Daily Press file photo Deer play in a field in Delta County. According to Department of Natural Resources officials, the U.P. deer herd did well over the winter.

ESCANABA — Thanks to relatively mild winter weather in the Upper Peninsula, Michigan Department of Natural Resources (DNR) Wildlife Technician Colter Lubben said the department is optimistic about the area’s deer population this year.

According to Lubben, the region actually had significant snow cover for more days than it normally does during the winter of 2019-20.

“This year, we had 122 days with an average of more than 12 inches of snow on the ground in the U.P.,” he said.

From 2004 to 2018, the U.P. has had an average of 80 days with more than 12 inches of snow.

However, Lubben said snow depths are not the most important factor in determining over-winter survival rates for deer.

“Yes, we know that deep snow affects deer negatively, but the biggest factor in mortality rates in whitetail deer in winter is … the longevity of winter,” he said.

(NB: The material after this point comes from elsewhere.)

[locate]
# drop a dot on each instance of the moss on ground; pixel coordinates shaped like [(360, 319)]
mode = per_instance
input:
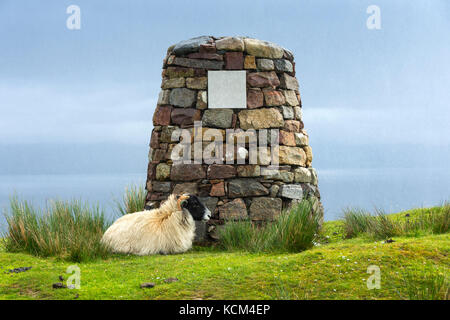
[(336, 269)]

Lubben said the winter of 2019-20 was not extended, and no major snowfall events were observed late in the season.

“We should see, and we have seen, good survival rates of deer through the winter,” he said.

As extended periods of very cold weather can increase deer mortality rates, the above-average temperatures recorded in the U.P. during the winter may have also helped.

Mortality rates among adult deer the DNR tracked with GPS collars this winter were very low. Lubben noted no fawns — which are at the highest risk of death during the winter — were being tracked with these collars.

Along with deer survival rates, Lubben said winter weather can have an effect on birth rates for adult does. Mid-May to mid-June is the peak birthing time for whitetail deer in the area.

“We kind of have to see what the birth rates are going to be and what fawn survival is going to look like,” Lubben said.

The DNR will have more information about this later in the year.

“We look at our fawn rates through hunter observation in the fall,” Lubben said.

On a related note, Lubben said the DNR has been getting a large number of calls lately from people who believe they have found abandoned fawns. He encouraged people in this situation not to intervene.

Lubben said newborn whitetail fawns are nearly scentless, which protects them from predators. Because of this, their mothers leave them for up to eight hours on a regular basis, as being near their offspring for too long could put them at risk.

Being in direct contact with humans can put fawns in danger for the same reason.

“Don’t touch and don’t move fawns,” Lubben said.